May-June 2009 Selected Content
Bringing School Home - Tony Berryman
Hard on the heels of the big decision - do we homeschool? - came the next fork in the road. How closely aligned to the public system should we stay? In British Columbia, homeschooling legislation gives parents two choices. We could teach the public school's curriculum at home, using a full suite of government texts and materials specifically written for distance education at home and with access to a facilitator for advice, guidance, and testing. The other option would be full-on homeschooling, with no official support, no oversight, and no further government contact.
We chose the school's curriculum for our first homeschooling year and discovered that we had brought many of the public school's shortcomings home with us.
Our daughter is 11, in Grade 6. We had been very fortunate with schools, but gradually it became clear that we could do better for her at home. Still, we would be neophytes at the homeschooling game, and we live in an area without a solid base of homeschooling families. We opted for the school-oriented curriculum. This, we figured, would give us good support, a ready curriculum, and easy reorientation to regular school later on should we choose. Our daughter would also be able to access music classes and team sports at the elementary school - getting the best of both worlds, we thought.
We have a distance learning centre close to us, serving as a text distributor, resource centre, and administrative hub for homeschoolers and other non-school learners. We walked out of the centre in late August with an armload of texts, workbooks, curriculum binders, and the first sense of just how much work was ahead of us. Don't worry, the resource person reassured us, most teachers only get through seventy percent of this in the school year.

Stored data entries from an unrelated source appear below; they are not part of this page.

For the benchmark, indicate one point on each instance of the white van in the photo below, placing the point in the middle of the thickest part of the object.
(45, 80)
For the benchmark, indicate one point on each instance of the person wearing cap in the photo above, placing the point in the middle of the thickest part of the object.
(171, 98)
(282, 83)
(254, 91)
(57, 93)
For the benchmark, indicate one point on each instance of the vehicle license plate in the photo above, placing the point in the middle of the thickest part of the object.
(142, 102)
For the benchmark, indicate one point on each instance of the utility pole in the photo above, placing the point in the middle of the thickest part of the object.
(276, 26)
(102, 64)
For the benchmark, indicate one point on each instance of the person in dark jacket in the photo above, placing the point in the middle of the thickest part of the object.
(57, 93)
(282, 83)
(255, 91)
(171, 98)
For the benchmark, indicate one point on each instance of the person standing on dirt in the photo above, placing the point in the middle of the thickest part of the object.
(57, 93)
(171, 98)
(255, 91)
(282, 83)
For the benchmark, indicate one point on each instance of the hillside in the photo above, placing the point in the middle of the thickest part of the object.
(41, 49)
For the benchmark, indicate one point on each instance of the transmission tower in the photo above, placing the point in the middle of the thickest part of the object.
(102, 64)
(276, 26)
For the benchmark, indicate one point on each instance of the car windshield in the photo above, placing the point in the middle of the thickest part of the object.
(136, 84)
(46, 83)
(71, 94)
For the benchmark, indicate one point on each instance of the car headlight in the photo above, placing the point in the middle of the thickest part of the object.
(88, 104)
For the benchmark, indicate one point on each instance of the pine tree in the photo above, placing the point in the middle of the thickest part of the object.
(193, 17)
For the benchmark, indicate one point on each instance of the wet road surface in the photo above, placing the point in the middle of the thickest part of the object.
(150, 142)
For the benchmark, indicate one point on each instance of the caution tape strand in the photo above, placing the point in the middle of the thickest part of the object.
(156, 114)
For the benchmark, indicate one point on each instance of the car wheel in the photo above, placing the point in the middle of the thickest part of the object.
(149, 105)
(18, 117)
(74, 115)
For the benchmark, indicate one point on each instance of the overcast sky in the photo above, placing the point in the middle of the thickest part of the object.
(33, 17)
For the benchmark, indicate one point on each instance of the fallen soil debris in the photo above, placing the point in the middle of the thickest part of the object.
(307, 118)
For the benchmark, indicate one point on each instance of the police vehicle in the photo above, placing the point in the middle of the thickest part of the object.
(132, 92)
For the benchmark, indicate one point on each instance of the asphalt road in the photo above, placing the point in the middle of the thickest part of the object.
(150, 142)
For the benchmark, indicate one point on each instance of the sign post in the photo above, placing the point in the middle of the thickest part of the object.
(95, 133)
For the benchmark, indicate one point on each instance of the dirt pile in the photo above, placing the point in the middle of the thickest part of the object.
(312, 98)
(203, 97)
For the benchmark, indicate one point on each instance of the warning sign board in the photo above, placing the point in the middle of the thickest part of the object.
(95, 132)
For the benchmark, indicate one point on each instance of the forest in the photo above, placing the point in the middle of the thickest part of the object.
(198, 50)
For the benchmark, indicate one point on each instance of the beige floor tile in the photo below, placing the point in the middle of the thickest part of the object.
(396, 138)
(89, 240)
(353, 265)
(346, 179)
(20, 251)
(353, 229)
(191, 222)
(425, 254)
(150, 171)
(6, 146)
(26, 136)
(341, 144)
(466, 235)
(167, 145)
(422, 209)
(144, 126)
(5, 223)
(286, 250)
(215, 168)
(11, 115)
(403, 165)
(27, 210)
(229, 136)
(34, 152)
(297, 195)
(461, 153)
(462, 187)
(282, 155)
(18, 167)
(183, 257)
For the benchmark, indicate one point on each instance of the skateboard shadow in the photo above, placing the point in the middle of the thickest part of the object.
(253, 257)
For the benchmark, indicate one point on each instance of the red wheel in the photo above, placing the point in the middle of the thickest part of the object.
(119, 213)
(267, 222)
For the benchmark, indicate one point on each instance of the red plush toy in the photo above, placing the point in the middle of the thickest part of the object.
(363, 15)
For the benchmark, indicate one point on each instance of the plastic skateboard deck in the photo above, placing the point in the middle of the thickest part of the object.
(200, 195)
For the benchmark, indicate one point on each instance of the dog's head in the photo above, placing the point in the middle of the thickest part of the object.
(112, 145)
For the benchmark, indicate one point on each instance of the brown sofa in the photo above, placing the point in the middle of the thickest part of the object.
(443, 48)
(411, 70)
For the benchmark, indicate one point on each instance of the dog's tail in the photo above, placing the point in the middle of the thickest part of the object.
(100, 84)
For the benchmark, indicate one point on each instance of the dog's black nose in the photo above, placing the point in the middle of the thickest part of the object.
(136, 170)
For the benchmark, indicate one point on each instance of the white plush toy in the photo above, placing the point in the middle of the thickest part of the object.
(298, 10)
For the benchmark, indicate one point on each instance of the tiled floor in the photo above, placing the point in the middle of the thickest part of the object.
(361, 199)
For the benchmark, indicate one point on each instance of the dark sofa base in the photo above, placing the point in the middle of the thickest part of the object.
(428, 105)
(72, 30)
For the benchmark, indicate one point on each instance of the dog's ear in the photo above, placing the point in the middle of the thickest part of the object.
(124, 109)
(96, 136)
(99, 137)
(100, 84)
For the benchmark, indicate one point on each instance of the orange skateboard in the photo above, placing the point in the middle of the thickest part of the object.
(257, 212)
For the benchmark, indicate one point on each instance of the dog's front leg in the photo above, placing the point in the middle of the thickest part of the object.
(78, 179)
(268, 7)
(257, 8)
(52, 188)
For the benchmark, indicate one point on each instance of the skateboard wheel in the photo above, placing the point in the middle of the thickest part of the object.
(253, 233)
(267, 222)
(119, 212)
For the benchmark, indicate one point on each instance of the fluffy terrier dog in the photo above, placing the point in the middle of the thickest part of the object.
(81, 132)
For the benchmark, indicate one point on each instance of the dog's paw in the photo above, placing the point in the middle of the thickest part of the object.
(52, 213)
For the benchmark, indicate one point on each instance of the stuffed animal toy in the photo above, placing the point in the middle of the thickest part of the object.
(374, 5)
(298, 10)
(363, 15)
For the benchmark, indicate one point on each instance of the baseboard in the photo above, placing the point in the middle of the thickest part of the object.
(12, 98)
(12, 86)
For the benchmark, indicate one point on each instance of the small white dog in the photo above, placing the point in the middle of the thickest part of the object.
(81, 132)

So we dove in, opening books on math, social studies, English, and science. Math, consisting of the official Singapore Math books, was pleasurably straightforward. Science was uncomplicated, well presented, but safe to the point of boring. Social Sstudies for Grade 6 was a series of fact questions, essays and projects on various countries, gleaned from a textbook written in the 1980's. English was an unabashed nightmare, with four interlocking text and work and assignment books that we needed to skip between every day, usually finding pages we'd missed on the day before.
One trend I had noticed in my daughter's schooling was a habit for getting by. She was easily smart enough to escape the teacher's disapproval with a minimum of effort. This pattern reasserted itself at home with the school texts. These weren't subjects that were interesting to her, I realized. They were stuff she had to get through in order to pass, and that is exactly what she did. She was learning the subjects well enough to parrot them back to me or properly complete an assignment, but she held no real depth of knowledge, no real interest in the subject matter unless I manufactured for her some fascination around what she was learning.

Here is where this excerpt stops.